I have a dual boot system (Windows 7 and EOS) on a tiny 160 gb hard drive. I only assigned 35gb to eos and wanted to expand it. I shrank the windows partition and expanded the eos partition to the left (big mistake). After trying to boot to the hard drive I was presented with a default grub screen but same entries as before. Windows booted of course but eos ended in a kernel panic. Then i reinstalled grub and did grub-mkconfig and the eos grub background was back and after having to do fsck in a rescure shell, the boot is stuck on starting Switch Root. Then I tried to update the system from an arch iso but no avail, doing so from chroot complains about invalid elf headers for some libraries (libcrypto.so.3 for most of the software), and doing pacman -r /mnt gives a bunch of unkown character errors and gibberish characters, while something is normal text a lot isn’t. I am stuck here right now.

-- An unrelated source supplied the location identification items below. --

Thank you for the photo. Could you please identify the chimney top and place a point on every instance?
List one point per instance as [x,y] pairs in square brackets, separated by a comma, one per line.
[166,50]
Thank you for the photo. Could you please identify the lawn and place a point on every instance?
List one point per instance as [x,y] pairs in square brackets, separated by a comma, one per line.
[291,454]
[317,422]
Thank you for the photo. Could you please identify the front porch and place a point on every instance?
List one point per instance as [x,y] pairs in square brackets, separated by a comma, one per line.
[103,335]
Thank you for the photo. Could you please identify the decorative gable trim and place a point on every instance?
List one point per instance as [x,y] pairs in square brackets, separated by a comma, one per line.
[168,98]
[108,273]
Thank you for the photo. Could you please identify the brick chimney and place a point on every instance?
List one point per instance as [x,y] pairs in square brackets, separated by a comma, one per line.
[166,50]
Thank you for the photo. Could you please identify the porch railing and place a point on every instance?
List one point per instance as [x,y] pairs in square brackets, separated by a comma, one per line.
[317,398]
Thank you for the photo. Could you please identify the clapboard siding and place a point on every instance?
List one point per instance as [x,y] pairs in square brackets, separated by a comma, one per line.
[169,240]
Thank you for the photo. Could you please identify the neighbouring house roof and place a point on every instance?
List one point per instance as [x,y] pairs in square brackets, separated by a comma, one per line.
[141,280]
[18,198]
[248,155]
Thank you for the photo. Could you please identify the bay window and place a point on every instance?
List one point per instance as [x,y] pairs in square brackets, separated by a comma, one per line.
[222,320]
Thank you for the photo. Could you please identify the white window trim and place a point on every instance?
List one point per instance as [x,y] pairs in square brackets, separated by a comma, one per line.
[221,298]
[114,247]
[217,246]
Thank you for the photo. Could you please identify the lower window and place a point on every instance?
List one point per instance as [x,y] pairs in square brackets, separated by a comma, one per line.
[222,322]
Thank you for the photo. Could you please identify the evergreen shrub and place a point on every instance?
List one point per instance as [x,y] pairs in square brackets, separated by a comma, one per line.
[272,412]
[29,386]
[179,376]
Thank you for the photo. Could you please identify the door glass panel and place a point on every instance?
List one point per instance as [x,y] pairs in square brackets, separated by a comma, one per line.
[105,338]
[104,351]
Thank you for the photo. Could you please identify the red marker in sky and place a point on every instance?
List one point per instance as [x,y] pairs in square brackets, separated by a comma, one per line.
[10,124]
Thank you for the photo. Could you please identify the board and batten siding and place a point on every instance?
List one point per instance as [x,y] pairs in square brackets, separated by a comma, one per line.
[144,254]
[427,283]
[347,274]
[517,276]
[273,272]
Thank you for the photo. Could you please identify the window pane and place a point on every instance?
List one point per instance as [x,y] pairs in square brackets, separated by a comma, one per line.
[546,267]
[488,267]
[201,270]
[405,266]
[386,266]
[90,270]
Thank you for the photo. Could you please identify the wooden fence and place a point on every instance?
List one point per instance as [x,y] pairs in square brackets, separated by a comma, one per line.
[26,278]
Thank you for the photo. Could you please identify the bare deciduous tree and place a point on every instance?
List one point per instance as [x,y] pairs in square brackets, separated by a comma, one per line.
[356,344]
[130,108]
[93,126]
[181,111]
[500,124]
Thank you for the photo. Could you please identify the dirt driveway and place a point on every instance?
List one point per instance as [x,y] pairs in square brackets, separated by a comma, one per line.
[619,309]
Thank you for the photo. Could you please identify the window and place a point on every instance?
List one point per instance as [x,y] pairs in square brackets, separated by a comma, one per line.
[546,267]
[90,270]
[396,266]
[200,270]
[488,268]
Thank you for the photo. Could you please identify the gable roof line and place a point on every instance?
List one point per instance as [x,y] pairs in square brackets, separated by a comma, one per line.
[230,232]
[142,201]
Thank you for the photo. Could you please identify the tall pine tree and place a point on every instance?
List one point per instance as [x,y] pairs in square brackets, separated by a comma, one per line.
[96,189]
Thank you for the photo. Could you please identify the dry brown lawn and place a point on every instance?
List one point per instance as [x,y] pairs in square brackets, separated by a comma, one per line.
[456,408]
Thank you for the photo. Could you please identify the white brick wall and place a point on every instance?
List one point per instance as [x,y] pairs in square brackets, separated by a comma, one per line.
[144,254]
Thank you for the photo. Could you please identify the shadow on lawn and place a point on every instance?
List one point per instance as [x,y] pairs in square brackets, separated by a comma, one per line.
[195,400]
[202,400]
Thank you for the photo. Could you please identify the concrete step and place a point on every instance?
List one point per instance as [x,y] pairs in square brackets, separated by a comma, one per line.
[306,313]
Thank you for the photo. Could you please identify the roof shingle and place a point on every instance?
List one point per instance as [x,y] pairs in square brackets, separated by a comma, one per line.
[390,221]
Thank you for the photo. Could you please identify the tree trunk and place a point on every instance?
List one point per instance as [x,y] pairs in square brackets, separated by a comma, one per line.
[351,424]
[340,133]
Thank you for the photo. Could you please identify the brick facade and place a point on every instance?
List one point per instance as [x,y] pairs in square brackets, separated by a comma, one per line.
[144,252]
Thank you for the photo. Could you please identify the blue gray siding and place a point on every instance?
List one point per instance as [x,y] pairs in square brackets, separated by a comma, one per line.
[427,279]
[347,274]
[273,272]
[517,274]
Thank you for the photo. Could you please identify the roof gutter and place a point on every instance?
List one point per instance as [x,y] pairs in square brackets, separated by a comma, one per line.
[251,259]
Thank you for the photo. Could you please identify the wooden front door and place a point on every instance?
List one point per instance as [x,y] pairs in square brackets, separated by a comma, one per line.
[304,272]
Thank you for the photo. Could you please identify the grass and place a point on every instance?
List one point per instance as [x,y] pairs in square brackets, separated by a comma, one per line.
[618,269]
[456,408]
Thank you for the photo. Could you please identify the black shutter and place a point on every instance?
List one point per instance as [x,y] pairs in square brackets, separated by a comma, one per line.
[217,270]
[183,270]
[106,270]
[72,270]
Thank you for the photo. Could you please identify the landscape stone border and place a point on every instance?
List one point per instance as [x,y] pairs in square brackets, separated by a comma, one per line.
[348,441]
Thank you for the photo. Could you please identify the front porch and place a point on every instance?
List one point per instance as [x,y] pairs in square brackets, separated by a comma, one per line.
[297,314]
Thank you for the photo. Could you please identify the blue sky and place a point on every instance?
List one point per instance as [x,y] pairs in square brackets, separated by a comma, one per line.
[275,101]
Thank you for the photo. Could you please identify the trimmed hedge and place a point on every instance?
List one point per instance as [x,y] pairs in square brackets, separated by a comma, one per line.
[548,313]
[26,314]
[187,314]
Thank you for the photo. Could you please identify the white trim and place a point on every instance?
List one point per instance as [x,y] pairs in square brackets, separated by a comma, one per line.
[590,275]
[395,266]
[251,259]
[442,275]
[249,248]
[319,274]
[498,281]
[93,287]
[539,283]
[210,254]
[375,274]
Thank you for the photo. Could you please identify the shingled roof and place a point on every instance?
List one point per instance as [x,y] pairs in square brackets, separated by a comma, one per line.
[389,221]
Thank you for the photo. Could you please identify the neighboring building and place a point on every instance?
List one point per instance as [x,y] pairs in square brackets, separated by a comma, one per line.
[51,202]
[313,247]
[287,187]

EDIT: This is a mbr system if it wasn’t obvious, no UEFI.
Partition scheme:
sda
sda1 windows system part
sda2 windows c:\ drive
sda3 eos
Regular files are ok, but only binaries seem to be broken. Sometimes the binaries themselves give an exec format error, sometimes the libraries. Core binaries work ok like cd, ls, cat etc. work without error. readelf gives errors and messes up characters
Ok readelf output from the arch iso gives normal output for pacman, but pacman complains about invalid elf headers of libcrypto.so.3 and that file gives the following output with readelf -h : readelf: Error: Not an ELF file - it has the wrong magic bytes at the start
. That means some binaries and libraries are messed up some are not.
Have a look at the following link.
Adapt the instructions to your actual set up, that is if you are using btrfs filesystem, you would need to use a different mount command. Also you would need to mount your @cache and perhaps @log too.
https://wiki.archlinux.org/title/Pacman#Pacman_crashes_during_an_upgrade
You don’t need to arch-chroot but use the method described in the link and use pacman --root=/mnt
to be able to let the “unbroken” pacman to operate on the broken system.
Reinstall all the packages.
If you need step by step instruction, let us know what filesystem you are using.
Perhaps the output of the following command will also be helpful:
sudo parted -l
efibootmgr
Check also if the UUIDs in your installed system’s /etc/fstab correspond to the current UUIDs on the disk.
Output of parted -l.
efibootmgr is unnecesary as this is an old bios system as I mentioned
Trying to use pacman --root=/mnt
It’s regular ext4. Pacman works just fine on the live iso root. uuid is ok already checked before.
This looks a bit too messed up for me to figure out. Perhaps other users may be able to do so.
If I were to solve this, at this juncture, I would backup my personal data from that partition and go for a fresh install.
I was thinking about a reinstall honestly. That unkown key: ‘var convert = require(’./placeholder’)’ is nodejs and doesn’t have anything to do with pacman. it seems that a lot of stuff was badly copied. I just hope my personal data is ok
Let’s hope so! Best of luck!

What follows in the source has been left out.